I was still gaming, of course, with the same gaming group I'd met in college. One night a guy came by the room where we played (we still played at the student union) looking for a game. Talking with him, it turned out that he ran a game studio called Human Head Studios and was looking for someone to write the manual for a PC game they were working on called Rune.
I applied for and got the job writing the Rune manual. To help make it more interesting, I interspersed a story in with the more technical information. The designers of the game liked the story enough that they hired me to polish the game's dialogue. That meant playing the game, so after work in the evenings (I'd moved on to helping run an online political news startup by that point) I'd head out to Human Head and play the game. Their playtesting plan had half-fallen through, so I stepped into the gap and spent a LOT of time playing Rune, even after I finished the dialogue pass. For about four months, six or seven days a week, I would work at my day job all day, go play Rune for 8-9 hours, sleep for a few hours, and repeat. There was no pay involved, but again it was a great way to learn about a business from the inside.
As Rune went gold and Human Head prepared to work on the PS2 version and a PC multiplayer expansion, they hired me to come on board as an assistant designer. That's where I spent the next four years, working on various Rune expansions, an Xbox western called Dead Man's Hand, and the beginnings of a game that would go on to become the 360 game Prey.
Along the way I continued to write and design games on the side, one little job after another. Way back when I was a kid, my best friend and his brothers (again, fantastic artists all) once complained that there needed to be a game where you made your characters by drawing them. When my friend and I were on a road trip in college, I remembered that joke; as we drove along the highway, we created the first version of the game SKETCH! We playtested SKETCH a couple times in my home gaming group over the years, and then it went into a drawer. Jon Leitheusser, who had been part of that gaming group, remembered SKETCH when he started up his own game company and asked us to make it into a finished game. So we did, and it came out to a fair amount of critical acclaim.

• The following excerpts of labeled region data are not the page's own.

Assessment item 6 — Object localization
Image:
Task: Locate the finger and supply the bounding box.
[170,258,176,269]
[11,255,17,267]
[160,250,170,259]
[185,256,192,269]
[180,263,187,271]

The jobs slowly got bigger and more interesting. I helped design a level for Rune's multiplayer expansion, and a bunch of puzzles that would eventually end up in Prey. Matt Forbeck joined Human Head to launch the company's adventure gaming division, and I got to help write the Redhurst Academy of Magic, which went on to win an Origins Award that year. After doing a lot of fantasy game design and writing during the d20 boom, White Wolf brought me into a team designing an RPG based on Blizzard's Warcraft RTS games. Those Warcraft RPG books eventually served as some of the initial internal bibles used by Blizzard to develop the World of Warcraft. (After ten years and millions of development hours put in by Blizzard, only a little bit of our work is reflected in WoW these days, but if you ever stumble across the ruins of the Shady Rest Inn, take a drink and think of me.)
In 2004 Human Head compressed from two development teams into one, and as budgets contracted I ended up as one of the odd men out. I still went to the Human Head offices to hang out and play games...they just weren't paying me to be there any more. So it was time to find a new job. By this point my college gaming friend and one-time publisher Jon was working in the game design department at WizKids. He heard I was looking for a job, and told me that WizKids was looking for someone to come on board as a writer and game designer. I thought I was a perfect fit for the job, and luckily, after a series of design tests and interviews, WizKids agreed.
All of which is to say that for me, becoming a game designer was a slow and incremental process. Or you might say that I've been a game designer for a long, long time--it just took a while before I actually had it on a business card.